I tested a bunch of popular distributions (and what I had in hand) in their default install and here are the results:

• Ubuntu has GNOME Keyring (Unity)
• Kubuntu has ssh-agent (KDE Plasma)
• Mint has GNOME Keyring (Cinnamon)
• Fedora has GNOME Keyring (GNOME)
• Debian has ssh-agent (Xfce)
• CentOS has GNOME Keyring (GNOME) [in KDE install it has ssh-agent]
• Lubuntu has ssh-agent (LXDE)
• Xubuntu has GNOME Keyring (Xfce) [ssh-agent is also running but trumped by the keyring]
• ElementaryOS has ssh-agent (Pantheon)
• openSUSE Leap does not have an agent running by default (KDE Plasma)
• Antegros has GNOME Keyring (GNOME)
• Manjaro has ssh-agent (Xfce)

Bonus: MacOS (OS X El Capitan) has a keyring daemon running that provides ssh-agent functionality

In conclusion: with one exception, all tested distributions and even the Mac had an agent running in default install with SSH_AUTH_SOCK environment variable having a working socket for ssh-add to work with.

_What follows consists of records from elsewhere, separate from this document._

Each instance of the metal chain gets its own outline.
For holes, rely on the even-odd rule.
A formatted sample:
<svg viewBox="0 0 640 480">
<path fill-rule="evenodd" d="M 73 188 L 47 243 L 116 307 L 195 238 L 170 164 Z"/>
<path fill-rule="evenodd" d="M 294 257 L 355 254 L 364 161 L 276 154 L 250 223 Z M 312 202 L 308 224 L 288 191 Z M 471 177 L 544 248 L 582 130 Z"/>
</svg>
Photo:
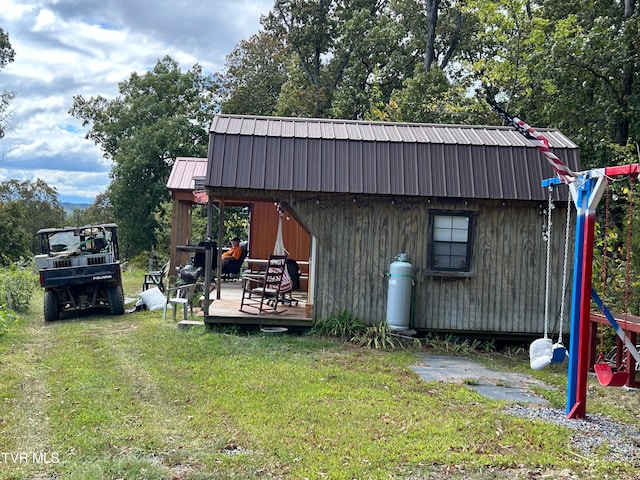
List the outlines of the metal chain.
<svg viewBox="0 0 640 480">
<path fill-rule="evenodd" d="M 551 220 L 551 210 L 553 210 L 553 188 L 549 189 L 549 200 L 547 205 L 547 231 L 545 234 L 547 240 L 547 261 L 546 272 L 544 281 L 544 338 L 547 338 L 549 331 L 549 287 L 551 283 L 551 226 L 553 222 Z"/>
<path fill-rule="evenodd" d="M 571 189 L 569 189 L 569 198 L 567 199 L 567 223 L 564 230 L 564 260 L 562 263 L 562 297 L 560 300 L 560 333 L 558 334 L 558 343 L 562 344 L 562 330 L 564 329 L 564 305 L 565 295 L 567 294 L 567 268 L 569 264 L 569 233 L 571 231 Z"/>
<path fill-rule="evenodd" d="M 609 243 L 609 211 L 611 209 L 611 192 L 610 188 L 607 188 L 605 193 L 604 202 L 604 238 L 602 239 L 602 302 L 606 304 L 607 301 L 607 257 L 609 252 L 607 251 L 607 245 Z M 600 329 L 600 357 L 604 357 L 604 329 Z M 600 362 L 600 360 L 598 360 Z"/>
<path fill-rule="evenodd" d="M 624 320 L 629 315 L 629 290 L 631 284 L 631 234 L 633 226 L 633 176 L 629 177 L 629 213 L 627 219 L 627 264 L 624 272 Z"/>
</svg>

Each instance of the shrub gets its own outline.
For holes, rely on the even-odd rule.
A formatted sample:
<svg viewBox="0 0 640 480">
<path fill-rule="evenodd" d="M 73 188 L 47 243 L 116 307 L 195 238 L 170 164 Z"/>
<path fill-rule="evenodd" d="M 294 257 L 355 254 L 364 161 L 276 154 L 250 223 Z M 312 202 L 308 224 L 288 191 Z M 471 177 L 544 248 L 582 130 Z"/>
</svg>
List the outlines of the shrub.
<svg viewBox="0 0 640 480">
<path fill-rule="evenodd" d="M 360 347 L 375 348 L 380 350 L 397 350 L 405 348 L 421 348 L 422 342 L 419 338 L 412 338 L 394 332 L 386 322 L 381 322 L 371 327 L 367 327 L 351 339 L 352 343 Z"/>
<path fill-rule="evenodd" d="M 26 312 L 36 286 L 36 276 L 25 262 L 14 264 L 0 274 L 0 303 L 15 312 Z"/>
<path fill-rule="evenodd" d="M 398 338 L 394 338 L 386 323 L 378 323 L 358 332 L 351 341 L 360 347 L 381 350 L 395 350 L 403 346 Z"/>
<path fill-rule="evenodd" d="M 338 338 L 352 338 L 364 329 L 358 317 L 343 310 L 320 320 L 309 332 L 312 335 L 329 335 Z"/>
</svg>

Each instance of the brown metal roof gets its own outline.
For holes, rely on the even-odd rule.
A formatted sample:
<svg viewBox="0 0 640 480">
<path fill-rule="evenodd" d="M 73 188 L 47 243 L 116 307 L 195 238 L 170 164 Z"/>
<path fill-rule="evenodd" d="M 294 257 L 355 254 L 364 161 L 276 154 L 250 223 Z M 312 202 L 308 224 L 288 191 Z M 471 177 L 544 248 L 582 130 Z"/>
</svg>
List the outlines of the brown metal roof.
<svg viewBox="0 0 640 480">
<path fill-rule="evenodd" d="M 206 158 L 178 157 L 171 168 L 167 188 L 169 190 L 194 190 L 193 177 L 204 177 L 206 174 Z"/>
<path fill-rule="evenodd" d="M 578 147 L 540 130 L 580 169 Z M 216 115 L 205 183 L 217 189 L 544 200 L 545 157 L 508 127 Z"/>
</svg>

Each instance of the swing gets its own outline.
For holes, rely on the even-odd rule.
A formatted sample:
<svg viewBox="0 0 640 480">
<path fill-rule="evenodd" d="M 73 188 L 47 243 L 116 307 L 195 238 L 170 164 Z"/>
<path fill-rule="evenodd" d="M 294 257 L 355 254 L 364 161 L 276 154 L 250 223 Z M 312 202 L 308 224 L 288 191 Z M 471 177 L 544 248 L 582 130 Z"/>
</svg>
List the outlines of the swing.
<svg viewBox="0 0 640 480">
<path fill-rule="evenodd" d="M 629 372 L 614 372 L 602 353 L 598 357 L 598 363 L 593 366 L 593 370 L 596 372 L 598 383 L 604 387 L 622 387 L 629 380 Z"/>
<path fill-rule="evenodd" d="M 571 195 L 571 192 L 569 192 Z M 562 272 L 562 293 L 560 302 L 560 333 L 558 341 L 553 343 L 549 338 L 549 288 L 550 288 L 550 271 L 551 271 L 551 227 L 553 225 L 551 219 L 551 211 L 553 210 L 553 188 L 549 186 L 548 215 L 545 232 L 547 241 L 547 258 L 545 272 L 545 300 L 544 300 L 544 337 L 534 340 L 529 346 L 529 363 L 533 370 L 542 370 L 551 363 L 562 363 L 567 358 L 567 349 L 562 344 L 562 331 L 564 329 L 564 306 L 565 294 L 567 291 L 567 265 L 569 258 L 569 234 L 571 230 L 571 196 L 567 201 L 567 223 L 564 238 L 564 261 Z"/>
<path fill-rule="evenodd" d="M 629 178 L 630 182 L 633 182 L 633 177 Z M 632 190 L 633 190 L 633 184 L 630 183 L 629 186 L 629 212 L 628 212 L 628 220 L 627 220 L 627 244 L 626 244 L 626 249 L 627 249 L 627 258 L 626 258 L 626 265 L 625 265 L 625 292 L 624 292 L 624 296 L 625 296 L 625 316 L 627 315 L 627 312 L 629 311 L 629 285 L 630 285 L 630 279 L 631 279 L 631 222 L 633 220 L 633 196 L 632 196 Z M 606 287 L 606 280 L 607 280 L 607 245 L 606 245 L 606 241 L 608 238 L 608 228 L 609 228 L 609 202 L 610 202 L 610 195 L 607 195 L 606 197 L 606 203 L 605 203 L 605 219 L 604 219 L 604 246 L 603 246 L 603 251 L 604 251 L 604 255 L 603 255 L 603 260 L 602 260 L 602 278 L 603 278 L 603 288 Z M 600 310 L 602 311 L 602 313 L 607 317 L 607 319 L 609 320 L 609 322 L 611 323 L 611 325 L 613 326 L 614 330 L 616 330 L 616 334 L 622 339 L 622 343 L 621 346 L 626 343 L 625 340 L 626 339 L 626 335 L 624 334 L 623 331 L 621 331 L 618 323 L 616 322 L 615 318 L 613 317 L 613 315 L 611 314 L 611 312 L 609 311 L 609 309 L 604 305 L 604 303 L 602 302 L 602 300 L 600 300 L 600 298 L 598 298 L 598 295 L 595 294 L 595 292 L 592 294 L 592 296 L 594 297 L 596 304 L 598 305 L 598 307 L 600 307 Z M 604 294 L 603 294 L 604 296 Z M 637 353 L 637 352 L 636 352 Z M 596 374 L 596 378 L 598 379 L 598 383 L 600 383 L 600 385 L 605 386 L 605 387 L 622 387 L 623 385 L 625 385 L 627 383 L 627 381 L 629 380 L 629 372 L 624 371 L 624 370 L 619 370 L 619 371 L 614 371 L 613 368 L 611 368 L 611 365 L 607 362 L 605 356 L 604 356 L 604 332 L 600 333 L 600 355 L 598 356 L 598 360 L 596 361 L 596 363 L 593 365 L 593 371 Z"/>
</svg>

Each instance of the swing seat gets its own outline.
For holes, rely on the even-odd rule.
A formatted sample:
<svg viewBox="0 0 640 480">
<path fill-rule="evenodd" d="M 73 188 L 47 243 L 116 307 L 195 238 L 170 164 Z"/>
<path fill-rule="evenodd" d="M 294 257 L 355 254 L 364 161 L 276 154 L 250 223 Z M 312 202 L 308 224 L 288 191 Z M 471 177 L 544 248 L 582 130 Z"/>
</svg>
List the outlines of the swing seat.
<svg viewBox="0 0 640 480">
<path fill-rule="evenodd" d="M 533 370 L 543 370 L 553 358 L 553 342 L 550 338 L 538 338 L 529 346 L 529 363 Z"/>
<path fill-rule="evenodd" d="M 629 379 L 627 372 L 614 372 L 608 363 L 596 363 L 593 370 L 600 385 L 605 387 L 622 387 Z"/>
<path fill-rule="evenodd" d="M 551 354 L 551 363 L 562 363 L 565 358 L 567 358 L 567 349 L 561 343 L 554 343 Z"/>
</svg>

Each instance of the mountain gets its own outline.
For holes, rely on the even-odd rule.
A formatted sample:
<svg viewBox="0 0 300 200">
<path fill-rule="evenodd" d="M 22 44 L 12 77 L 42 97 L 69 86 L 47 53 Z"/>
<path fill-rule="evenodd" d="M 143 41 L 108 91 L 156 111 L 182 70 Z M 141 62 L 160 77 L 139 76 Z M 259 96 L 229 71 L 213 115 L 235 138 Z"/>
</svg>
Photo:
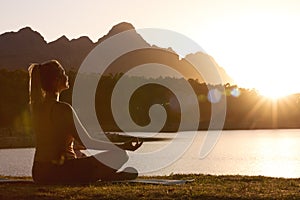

Edit: added Lubuntu, Xubuntu, ElementaryOS and openSUSE Leap
Edit2: added Antegros and Manjaro

PR #1098 is now feature complete and implements a client for ssh-agent or Pageant. Feel free to test it.

Initial agent support has been merged. Please create new issues for enhancements that can be tracked separately.

Very sorry for notifying literally all of you, but I need to ask

Storing keys in KeePassXC along with password instead is a bad idea.

Why? I'm not saying it's a good idea, but, I mean, if somebody has cracked your vault you're already screwed...? Just asking because I'm currently doing this (it's my way of backing up my SSH Key. Although bad... it works for now) and got a little worried 😛

@jD91mZM2 It comes down to personal preference. Technically if you keep your keys external you have "more" security as then if someone steals your database and is somehow able to unlock it they can't access your SSH keys (although I would argue there's a bigger issue than SSH keys at that point) but only their passphrases.

Regardless which your preference is, the upcoming 2.3.0 feature will support both so you can make the choice yourself.